Die Geschichte mit dem Selbstmord seiner Geliebten kannte ich nicht. Mit einem so konkreten Todesfall als Bezug liest es sich dann doch etwas anders. Zumindest die Vergangenheitsform ist dann doch wichtig.
Vielen Dank für den Hinweis!



Der Kuss

Was für Gefühle in der Todesstunde schwelen;
und was uns auch für Schicksalsschläge streifen;
was könnte nach der Ehre unsrer Körper greifen,
entrisse je das Brautkleid einer treuen Seele,

da meiner Dame Lippe gerade, wie man sieht,
an meinem Mund zu einem Zwischenspiel gelangte,
ganz wie es Orpheus, als er selber litt, verlangte,
mit ausgezehrter Miene, mit dem letzten Lied.

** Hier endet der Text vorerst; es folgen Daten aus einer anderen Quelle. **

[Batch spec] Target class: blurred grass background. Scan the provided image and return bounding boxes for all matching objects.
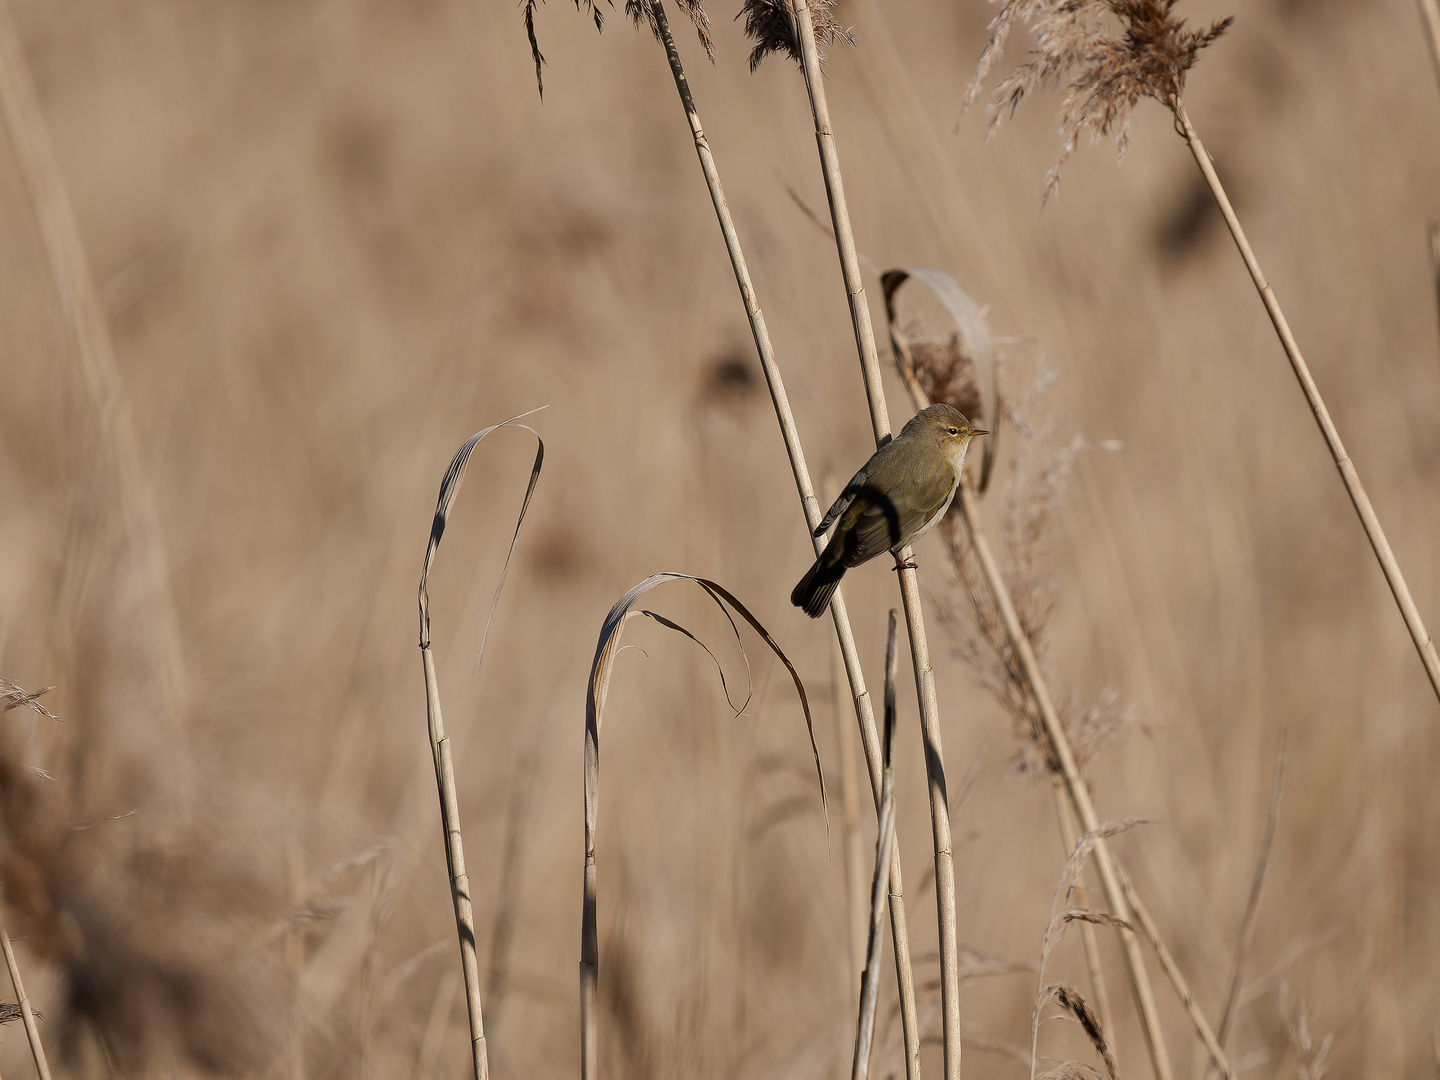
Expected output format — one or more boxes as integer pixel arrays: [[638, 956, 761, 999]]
[[1, 0, 1439, 1075]]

Ich war ein Kind, so zärtlich rührte sie mich an;
Umfingen
wir uns Brust an Brust, war ich ein Mann.
Ich war ein Geist, durchweht von ihres Geises Lächeln,

wir waren Götter uns den Atem zuzufächeln.
Im Lebensblut lief unsre heiße Glut zusammen,
ein Brand, entfacht von göttlicher Verlangen Flammen.
Der Anspruch ihn auszudrücken, schärft auch den Eindruck.